Adding to this, Oxford-based consultant surgeon and Deputy Surgical Director of the RCSEd Advisory Network Mr Michael Silva said:
“RCSEd has been running nationwide surgical skills symposia and some excellent surgical skills workshops across the UK for undergraduates and surgical trainees for a number of years. From the events we have hosted and witnessed, we have been astonished at some of the superb dexterity skills showcased by today’s students and trainees.
“We are committed to nurturing and developing this talent and inspiring the next generation to pursuing a surgical career. The style of learning and techniques used to develop surgical skills today may be different from when I was in medical school or undergoing surgical training. There is emerging data in publications indicating that computer gaming experience enhances dexterity particularly laparoscopic skills.

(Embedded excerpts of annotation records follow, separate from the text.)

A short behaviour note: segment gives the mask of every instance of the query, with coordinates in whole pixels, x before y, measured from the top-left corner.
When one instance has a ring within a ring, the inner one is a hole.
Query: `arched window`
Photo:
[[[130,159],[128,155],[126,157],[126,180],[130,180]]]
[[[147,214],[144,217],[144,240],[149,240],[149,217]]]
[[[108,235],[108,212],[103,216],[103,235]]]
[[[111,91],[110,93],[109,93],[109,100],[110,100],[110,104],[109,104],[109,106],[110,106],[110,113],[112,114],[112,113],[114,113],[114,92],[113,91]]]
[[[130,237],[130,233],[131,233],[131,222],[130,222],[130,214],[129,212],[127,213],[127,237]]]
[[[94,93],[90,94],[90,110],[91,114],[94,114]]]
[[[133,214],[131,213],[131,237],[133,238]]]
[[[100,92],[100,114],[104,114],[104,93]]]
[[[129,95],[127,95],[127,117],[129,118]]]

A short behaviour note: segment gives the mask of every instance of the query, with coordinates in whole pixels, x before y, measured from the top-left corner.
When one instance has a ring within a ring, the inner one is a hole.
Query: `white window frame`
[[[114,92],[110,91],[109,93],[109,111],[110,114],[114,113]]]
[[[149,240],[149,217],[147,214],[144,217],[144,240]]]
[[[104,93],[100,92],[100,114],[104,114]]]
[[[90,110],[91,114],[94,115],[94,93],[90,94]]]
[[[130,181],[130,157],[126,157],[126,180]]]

“As surgery advances, we are dedicated to evolve our teaching and to support the best surgical training opportunities to the benefit of our profession. By improving surgical skills, we will ultimately produce better surgeons and achieve better surgical outcomes.”
Only 8% of all medical undergraduate students will eventually qualify as surgeons in one of the ten surgical specialties. Surgery is an incredibly competitive area, so being able to demonstrate the commitment and practical skills to become a surgeon at this early stage puts students at a great advantage later in their career.
The College’s groundbreaking Surgical Skills Competition is currently underway, with 19 heats taking place across all home nations this autumn / winter. Heats are held at each UK medical school with the winner of each heat receiving an invite to the Grand Final in Edinburgh in spring 2019.
Competing in the competition gives rare experience and has boosted the confidence of many medical students across the UK. Recent Oxford University Medical School heat winner, Audrey Davies said:
“The Surgical Skills Competition was a great chance to practice skills under pressure and get one-to-one supervision from senior consultants. I feel lucky to have a place in the National Final, and I am looking forward to going to Edinburgh in March. I know that exposure to different surgical skills and affiliation with the RCSEd will be a great way to start thinking about a career in surgery, both through the practical experience and also through meeting and speaking to people who know the field inside-out.”